Wednesday 27 January 2010

Wordswordswords

I've just been perusing Alphadictionary's 100 most beautiful words in English. It's a lovely list, just nice to sit and read the words aloud. What's interesting about it though, is that from just a very brief scan through I can see a couple of French words and one Italian word, and one that drops almost directly from the Greek.

That's not a bad thing at all, it's probably what makes the language so very beautiful - all those different sounds each with their own incredibly precise connotations. I'm working my way through the Paris Review Interview books at the moment (I now have volumes 1 to 4, joy of joys), and one of the recurring themes is the beauty of the English language and how wonderful a language it is to write in. Chinua Achebe was discussing his writing, and he said that he writes very particular things in his own Igbo dialect, but for most things he uses English. There are particular feelings and emotions that his particular Igbo dialect can convey, and things it can't.

What I found most difficult when learning Malagasy was its simplicity. That sounds ridiculous, but I did actually find it very hard to express myself in a language with so few words. I kept feeling as though something was missing. There's no verb 'to be', there are no plurals, and there are just genuinely very few words. The word lava means tall as well as long. Ambony and ambany are the words for up and down, but they also mean things like high and low, and top and bottom. Tsara is beautiful as well as good, ratsy is bad as well as sinful and evil. The hardest thing is that verb tense is denoted by the first letter of the verb, therefore nandeha, mandeha, and handeha are the past, present and future forms of the verb 'to go'. Verbs are learned in the present tense, but I'd try to remember a verb and all I'd know was that it started with an 'm'.

Malagasy is most closely related to a group of languages spoken in Borneo, and it has some influence from Bantu languages and Arabic, but that was a very long time ago. The most recent changes in Malagasy have been in the past couple of hundred years, with some slightly altered English and French words, but really it's stayed the same for an extensive period.

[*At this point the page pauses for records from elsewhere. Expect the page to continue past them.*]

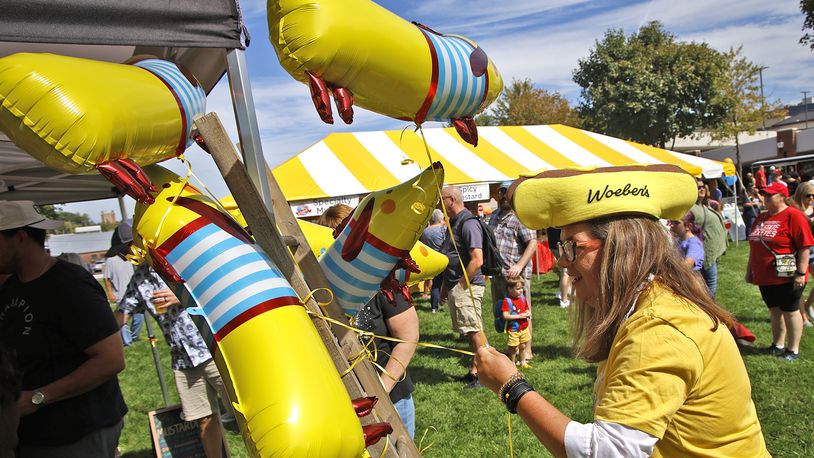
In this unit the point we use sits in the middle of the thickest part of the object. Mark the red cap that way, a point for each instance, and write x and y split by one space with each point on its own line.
776 188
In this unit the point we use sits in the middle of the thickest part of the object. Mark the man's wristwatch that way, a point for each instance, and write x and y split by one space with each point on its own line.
38 398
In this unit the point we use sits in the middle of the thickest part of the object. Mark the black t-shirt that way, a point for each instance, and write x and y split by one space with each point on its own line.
372 318
49 322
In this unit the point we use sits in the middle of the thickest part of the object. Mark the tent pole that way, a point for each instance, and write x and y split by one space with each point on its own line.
122 208
156 360
247 130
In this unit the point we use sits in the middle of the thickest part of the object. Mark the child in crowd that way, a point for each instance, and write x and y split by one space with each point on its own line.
688 238
517 314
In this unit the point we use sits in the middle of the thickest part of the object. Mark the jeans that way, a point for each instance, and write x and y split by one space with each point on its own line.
406 409
711 277
435 291
131 330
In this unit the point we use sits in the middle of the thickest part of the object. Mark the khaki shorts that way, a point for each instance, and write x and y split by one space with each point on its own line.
466 317
198 389
516 338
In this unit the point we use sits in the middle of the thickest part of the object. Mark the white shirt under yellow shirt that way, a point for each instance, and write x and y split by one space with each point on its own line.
669 376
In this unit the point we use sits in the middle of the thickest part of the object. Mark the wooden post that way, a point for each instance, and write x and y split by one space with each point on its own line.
363 380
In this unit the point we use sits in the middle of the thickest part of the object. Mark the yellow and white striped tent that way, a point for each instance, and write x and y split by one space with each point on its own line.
346 164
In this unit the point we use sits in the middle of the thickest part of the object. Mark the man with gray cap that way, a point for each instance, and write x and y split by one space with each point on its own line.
117 274
55 317
517 244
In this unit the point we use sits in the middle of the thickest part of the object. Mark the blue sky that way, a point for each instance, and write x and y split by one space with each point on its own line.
537 39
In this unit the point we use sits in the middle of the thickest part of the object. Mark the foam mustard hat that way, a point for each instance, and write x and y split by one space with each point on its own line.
557 198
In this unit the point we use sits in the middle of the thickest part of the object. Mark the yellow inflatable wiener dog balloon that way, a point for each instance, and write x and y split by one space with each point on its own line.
364 54
287 394
81 115
320 238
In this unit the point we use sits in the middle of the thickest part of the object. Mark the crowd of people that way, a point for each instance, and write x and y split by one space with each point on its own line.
623 303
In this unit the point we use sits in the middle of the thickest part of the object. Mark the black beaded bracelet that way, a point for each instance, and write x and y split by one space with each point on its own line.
504 390
515 393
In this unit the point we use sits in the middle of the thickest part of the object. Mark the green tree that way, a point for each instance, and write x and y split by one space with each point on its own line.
745 106
807 7
648 87
48 211
522 104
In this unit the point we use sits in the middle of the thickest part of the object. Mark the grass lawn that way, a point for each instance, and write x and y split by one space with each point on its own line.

I really liked learning Malagasy, and it has a huge number of interesting compound words that made me think about the meanings of words (my favourite being masoandro, the sun, which literally translates as day-eye), but I couldn't live forever without the complexities and subtleties of English. I love words, their sounds, the shapes they make as you roll them around in your mouth, and the way they fall beautifully onto pages. Mellifluous most of all.